Whitaker when he was working on her father's farm in Peveler
Valley in northern Hood County. They were married in 1909.
They bought forty acres of the Whitaker land and remained there
until early in 1913. They removed then to another farm Grand-
father Whitaker bought near the Fairview Methodist Church where
I was born.
In 1915, our family moved to Arkansas, near Mena, where other
Whitakers lived. However, in late 1916, Father felt he would
like to see his family who were living in Cave-in-Rock, Illinois,
and whom he hadn't seen in many years. We visited in Illinois
for several months and returned to the Whitakers in Arkansas.
Uncle Oliver F, Whitaker had interests in the Louisiana oil fields
and he offered father work there; we remained in Louisiana until
1919, when our Grandfather, Milford Falvious Whitaker, urged us
to return to Arkansas. As an inducement he offered mother forty
acres of land which he deeded to her for the sum of $1.00. After
two years Grandfather decided to return to Hood County, and we
all returned soon thereafter. AS a six year-old I thought it
was really an adventure to make the trip back in a covered wagon.
It was in 1922 that my parents purchased a house and lots on the
Brazos River. The property line was next to the First Christian
Church on S. Houston and then along the branch to the river.
There was a big barn south of the house, and we children spent
many happy hours playing games in the hay loft. We kept a cow
for many years. During these years father supported his family
by working at the school, driving a freight wagon, and working
in Aiken's grocery and in Wilson's grocery.

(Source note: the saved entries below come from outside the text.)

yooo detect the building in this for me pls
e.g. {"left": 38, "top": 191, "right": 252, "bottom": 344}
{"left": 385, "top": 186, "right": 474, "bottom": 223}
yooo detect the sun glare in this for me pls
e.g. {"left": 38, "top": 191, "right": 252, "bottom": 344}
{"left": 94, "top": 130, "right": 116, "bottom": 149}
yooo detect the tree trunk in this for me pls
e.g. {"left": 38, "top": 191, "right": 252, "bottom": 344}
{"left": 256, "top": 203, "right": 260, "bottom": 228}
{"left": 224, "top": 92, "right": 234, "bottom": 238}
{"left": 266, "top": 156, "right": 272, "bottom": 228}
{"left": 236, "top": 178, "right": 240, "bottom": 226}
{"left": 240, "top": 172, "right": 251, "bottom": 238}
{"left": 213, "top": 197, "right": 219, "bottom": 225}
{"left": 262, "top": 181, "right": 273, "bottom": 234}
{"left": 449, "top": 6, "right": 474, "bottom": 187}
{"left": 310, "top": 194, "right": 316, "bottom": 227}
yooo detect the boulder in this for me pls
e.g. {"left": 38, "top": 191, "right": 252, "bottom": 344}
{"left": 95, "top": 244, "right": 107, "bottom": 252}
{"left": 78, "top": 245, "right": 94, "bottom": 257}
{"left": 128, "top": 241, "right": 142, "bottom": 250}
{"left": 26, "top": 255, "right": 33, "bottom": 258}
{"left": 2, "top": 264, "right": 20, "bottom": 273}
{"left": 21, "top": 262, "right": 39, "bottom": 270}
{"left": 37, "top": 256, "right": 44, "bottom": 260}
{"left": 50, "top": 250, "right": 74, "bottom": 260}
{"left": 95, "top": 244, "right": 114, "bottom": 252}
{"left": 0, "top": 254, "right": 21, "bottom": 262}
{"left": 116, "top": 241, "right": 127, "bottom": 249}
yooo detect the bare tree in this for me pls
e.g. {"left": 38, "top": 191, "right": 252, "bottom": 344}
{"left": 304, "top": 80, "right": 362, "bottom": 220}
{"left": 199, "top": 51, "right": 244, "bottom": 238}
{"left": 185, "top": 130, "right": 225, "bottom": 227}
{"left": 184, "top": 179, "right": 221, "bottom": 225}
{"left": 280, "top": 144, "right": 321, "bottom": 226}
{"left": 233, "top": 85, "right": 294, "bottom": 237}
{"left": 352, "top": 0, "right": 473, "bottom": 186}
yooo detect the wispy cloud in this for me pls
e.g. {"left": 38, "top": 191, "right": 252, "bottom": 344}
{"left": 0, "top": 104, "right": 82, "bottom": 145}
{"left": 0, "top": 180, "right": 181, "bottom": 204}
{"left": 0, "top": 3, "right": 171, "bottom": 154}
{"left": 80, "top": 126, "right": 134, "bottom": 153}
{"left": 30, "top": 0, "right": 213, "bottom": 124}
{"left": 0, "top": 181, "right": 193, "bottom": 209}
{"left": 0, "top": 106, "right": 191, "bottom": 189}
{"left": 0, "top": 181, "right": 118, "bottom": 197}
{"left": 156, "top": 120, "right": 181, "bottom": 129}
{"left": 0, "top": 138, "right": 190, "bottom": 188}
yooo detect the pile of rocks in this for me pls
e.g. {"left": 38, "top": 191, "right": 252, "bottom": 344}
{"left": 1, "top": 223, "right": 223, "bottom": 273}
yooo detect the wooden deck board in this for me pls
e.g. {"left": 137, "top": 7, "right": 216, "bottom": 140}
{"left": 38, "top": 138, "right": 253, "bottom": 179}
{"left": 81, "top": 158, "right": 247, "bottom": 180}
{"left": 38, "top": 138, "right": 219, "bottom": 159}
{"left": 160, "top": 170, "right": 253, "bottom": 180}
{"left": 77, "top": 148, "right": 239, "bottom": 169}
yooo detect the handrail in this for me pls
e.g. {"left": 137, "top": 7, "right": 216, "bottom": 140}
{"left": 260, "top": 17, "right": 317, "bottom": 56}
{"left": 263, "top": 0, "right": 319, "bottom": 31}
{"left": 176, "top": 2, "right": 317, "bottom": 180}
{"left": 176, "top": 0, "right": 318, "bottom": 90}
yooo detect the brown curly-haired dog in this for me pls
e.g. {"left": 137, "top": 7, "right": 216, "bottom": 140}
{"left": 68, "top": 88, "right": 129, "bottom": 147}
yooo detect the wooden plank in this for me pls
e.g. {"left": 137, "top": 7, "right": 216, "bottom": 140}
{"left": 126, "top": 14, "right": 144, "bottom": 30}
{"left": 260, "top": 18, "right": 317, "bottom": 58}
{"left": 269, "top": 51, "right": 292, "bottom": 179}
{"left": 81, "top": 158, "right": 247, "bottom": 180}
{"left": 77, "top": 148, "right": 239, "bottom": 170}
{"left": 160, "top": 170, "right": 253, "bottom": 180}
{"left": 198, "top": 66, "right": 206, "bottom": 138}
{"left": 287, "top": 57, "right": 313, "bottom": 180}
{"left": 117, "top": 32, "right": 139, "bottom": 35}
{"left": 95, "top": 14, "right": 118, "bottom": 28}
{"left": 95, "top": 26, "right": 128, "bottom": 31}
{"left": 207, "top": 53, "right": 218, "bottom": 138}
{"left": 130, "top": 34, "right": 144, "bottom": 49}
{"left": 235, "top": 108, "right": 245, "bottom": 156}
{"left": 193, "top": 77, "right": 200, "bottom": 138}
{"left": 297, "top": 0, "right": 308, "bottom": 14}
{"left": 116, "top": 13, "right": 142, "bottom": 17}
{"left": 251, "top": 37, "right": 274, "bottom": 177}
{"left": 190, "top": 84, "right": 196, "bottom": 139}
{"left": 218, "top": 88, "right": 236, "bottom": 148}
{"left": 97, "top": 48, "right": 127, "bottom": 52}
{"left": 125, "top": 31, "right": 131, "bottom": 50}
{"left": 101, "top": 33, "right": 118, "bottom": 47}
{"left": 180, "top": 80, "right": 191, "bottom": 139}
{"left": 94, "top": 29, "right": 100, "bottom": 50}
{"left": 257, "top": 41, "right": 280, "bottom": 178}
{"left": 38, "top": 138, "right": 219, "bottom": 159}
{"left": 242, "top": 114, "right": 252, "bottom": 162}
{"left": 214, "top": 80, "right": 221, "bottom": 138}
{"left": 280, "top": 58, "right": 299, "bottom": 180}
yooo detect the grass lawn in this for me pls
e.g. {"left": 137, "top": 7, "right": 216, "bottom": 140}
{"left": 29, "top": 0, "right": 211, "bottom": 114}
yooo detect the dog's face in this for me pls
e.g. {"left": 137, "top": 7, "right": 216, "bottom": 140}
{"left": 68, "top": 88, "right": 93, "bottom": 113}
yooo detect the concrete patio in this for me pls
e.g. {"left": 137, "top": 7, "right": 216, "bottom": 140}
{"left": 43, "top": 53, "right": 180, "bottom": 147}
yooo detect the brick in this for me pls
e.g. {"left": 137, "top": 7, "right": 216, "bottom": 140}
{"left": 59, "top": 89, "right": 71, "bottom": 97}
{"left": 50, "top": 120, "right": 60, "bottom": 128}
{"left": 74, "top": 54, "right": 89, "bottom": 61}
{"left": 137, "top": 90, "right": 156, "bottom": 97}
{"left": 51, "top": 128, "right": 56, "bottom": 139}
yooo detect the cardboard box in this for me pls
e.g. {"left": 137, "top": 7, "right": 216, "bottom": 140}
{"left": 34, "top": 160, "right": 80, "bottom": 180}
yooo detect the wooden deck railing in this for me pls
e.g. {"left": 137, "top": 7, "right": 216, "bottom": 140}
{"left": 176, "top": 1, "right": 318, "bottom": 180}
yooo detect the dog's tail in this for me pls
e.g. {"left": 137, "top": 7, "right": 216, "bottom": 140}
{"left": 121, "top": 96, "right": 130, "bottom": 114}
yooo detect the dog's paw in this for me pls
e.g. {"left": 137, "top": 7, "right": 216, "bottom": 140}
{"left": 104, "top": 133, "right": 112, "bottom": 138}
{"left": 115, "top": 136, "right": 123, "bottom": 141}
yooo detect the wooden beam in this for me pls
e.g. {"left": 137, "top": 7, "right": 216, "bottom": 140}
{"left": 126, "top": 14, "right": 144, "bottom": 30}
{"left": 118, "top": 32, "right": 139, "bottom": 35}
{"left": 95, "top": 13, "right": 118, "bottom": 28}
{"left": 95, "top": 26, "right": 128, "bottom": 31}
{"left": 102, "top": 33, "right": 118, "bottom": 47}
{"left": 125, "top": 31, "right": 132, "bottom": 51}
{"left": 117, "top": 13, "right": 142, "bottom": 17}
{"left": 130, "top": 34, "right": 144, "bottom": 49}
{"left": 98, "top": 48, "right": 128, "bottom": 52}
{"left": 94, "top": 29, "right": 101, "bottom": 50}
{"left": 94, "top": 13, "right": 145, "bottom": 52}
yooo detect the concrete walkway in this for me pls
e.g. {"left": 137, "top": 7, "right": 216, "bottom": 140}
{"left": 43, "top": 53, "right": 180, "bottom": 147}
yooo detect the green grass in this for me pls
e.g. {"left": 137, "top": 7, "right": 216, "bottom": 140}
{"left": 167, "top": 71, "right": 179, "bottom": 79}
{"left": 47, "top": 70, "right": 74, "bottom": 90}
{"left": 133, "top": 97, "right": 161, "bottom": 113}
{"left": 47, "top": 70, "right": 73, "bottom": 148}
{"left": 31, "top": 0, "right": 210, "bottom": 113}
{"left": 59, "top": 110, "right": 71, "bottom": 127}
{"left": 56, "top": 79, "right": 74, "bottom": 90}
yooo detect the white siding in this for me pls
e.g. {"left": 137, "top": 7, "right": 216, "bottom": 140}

In 1935, in the midst of the Depression, father agreed to farm
Uncle Oliver's property, and he joined the Farm Administration
Program. Hard times hurt everyone in those years. Ration stamps
were given for items such as sugar, shoes, tires, coffee, etc.;
everything was in short supply, After nine years father settled
with the F.A.P,, and we moved back into Granbury. We purchased
a small building from B. Jay Jackson, moved it to the north side
of town and remodeled it.
My parents last home was on North Baker St. Father died in 1963
Mother continued to live there with my youngest sister, Inane,
until her health became such that she could no longer keep house.